The problem with the geometrical straight line is that it can't exist as any particular example. A line in geometry has length but no width. Nothing in the world of objects can only have one dimension.I doesn't matter if there are lines with no width in reality. Of course geometrical concepts are abstract idealizations, but things in reality can very closely approximate these idealizations. If I draw a very accurate triangle on a page then obviously it will exhibit to a very high degree of approximation the properties that geometry says triangles have (the sum of the angles will be close to 180 degrees, Pythagoras's theorem will be true about it etc.). It will be very strange to say that the properties of actual triangles have nothing to do with the properties of triangles described by geometry. The opposite is true: triangles in reality have these properties because they are the necessary properties of any possible triangle, and these properties can be known a priori to hold of any triangle without examining all possible triangles.
And besides, physics also talks about abstract idealization which don't (and also can't) exist in reality (frictionless surfaces, black bodies, closed systems, ideal gasses, perfect inertia etc.), but this of course doesn't prevent physics from telling us true things about the world.

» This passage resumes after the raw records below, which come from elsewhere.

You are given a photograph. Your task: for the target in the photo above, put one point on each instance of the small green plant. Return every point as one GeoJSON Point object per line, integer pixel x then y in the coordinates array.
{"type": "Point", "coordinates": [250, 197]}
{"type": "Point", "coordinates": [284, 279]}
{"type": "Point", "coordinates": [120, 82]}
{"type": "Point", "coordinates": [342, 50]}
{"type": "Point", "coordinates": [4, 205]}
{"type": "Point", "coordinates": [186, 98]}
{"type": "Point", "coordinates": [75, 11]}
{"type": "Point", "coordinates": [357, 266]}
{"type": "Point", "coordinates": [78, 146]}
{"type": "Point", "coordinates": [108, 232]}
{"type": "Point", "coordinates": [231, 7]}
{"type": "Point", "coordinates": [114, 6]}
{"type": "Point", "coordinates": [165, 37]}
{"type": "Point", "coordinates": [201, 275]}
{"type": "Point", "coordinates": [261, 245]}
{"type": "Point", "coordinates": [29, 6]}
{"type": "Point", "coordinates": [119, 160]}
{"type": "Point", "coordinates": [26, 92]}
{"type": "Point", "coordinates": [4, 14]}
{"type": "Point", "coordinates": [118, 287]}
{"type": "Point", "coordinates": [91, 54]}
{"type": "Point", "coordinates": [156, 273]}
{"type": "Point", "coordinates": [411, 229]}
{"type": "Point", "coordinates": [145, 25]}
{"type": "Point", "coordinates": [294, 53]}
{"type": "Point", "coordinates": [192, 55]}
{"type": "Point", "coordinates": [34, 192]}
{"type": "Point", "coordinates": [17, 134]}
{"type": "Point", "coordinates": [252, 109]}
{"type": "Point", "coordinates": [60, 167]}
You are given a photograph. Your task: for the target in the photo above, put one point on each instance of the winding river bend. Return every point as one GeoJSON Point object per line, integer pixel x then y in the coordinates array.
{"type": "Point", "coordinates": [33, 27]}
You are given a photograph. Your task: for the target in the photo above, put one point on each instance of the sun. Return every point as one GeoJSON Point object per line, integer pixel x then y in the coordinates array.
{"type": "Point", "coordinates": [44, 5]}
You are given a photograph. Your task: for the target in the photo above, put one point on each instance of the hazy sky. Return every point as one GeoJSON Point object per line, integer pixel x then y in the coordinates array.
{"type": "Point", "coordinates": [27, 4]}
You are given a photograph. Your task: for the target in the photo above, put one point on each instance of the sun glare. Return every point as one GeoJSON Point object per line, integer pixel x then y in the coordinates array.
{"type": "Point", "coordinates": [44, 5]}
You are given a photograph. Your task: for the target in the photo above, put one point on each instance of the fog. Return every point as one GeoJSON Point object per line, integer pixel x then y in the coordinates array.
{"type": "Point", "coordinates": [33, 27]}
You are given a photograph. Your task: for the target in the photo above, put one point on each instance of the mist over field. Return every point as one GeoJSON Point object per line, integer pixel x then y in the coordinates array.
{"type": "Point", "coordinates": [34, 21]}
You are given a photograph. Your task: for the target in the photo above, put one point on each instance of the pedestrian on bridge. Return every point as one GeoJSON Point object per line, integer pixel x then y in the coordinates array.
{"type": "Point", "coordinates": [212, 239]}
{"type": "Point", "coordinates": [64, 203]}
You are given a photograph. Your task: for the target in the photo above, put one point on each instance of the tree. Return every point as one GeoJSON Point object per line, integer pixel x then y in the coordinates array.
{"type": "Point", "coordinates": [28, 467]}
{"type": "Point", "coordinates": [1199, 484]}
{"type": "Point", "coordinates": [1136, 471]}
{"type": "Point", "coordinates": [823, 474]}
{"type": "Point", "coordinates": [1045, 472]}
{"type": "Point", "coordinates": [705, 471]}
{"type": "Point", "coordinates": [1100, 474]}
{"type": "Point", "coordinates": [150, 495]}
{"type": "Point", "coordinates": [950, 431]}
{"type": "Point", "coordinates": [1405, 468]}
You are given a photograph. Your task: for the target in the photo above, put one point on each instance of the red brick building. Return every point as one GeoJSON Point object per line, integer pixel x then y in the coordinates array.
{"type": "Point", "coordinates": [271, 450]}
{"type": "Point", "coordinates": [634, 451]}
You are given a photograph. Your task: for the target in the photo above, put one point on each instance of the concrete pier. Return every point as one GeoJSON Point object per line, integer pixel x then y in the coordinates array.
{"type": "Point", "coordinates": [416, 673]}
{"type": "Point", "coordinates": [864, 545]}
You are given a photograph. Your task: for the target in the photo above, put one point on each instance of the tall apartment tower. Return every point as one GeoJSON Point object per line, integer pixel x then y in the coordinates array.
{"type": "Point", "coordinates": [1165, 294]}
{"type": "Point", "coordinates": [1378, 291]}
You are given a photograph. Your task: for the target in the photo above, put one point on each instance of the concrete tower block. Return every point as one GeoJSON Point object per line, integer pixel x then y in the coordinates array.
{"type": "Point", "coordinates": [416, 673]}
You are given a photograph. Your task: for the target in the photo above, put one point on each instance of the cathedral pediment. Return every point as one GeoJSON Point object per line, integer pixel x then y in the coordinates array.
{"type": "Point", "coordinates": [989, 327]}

To put it another way, they are the only truth available to us poor doubting philosophers! As I outlined back in post 31, Kant would argue that since these are the only sort of truth available then this is what we should understand as 'synthetic a priori' knowledge, but that is a different understanding to the conventional (?) one. As Spectrum remarks, in our exchange there is confusion because we drift between the two.So you do agree that geometry and mathematics are synthetic a priori? Because earlier you said they are analytic.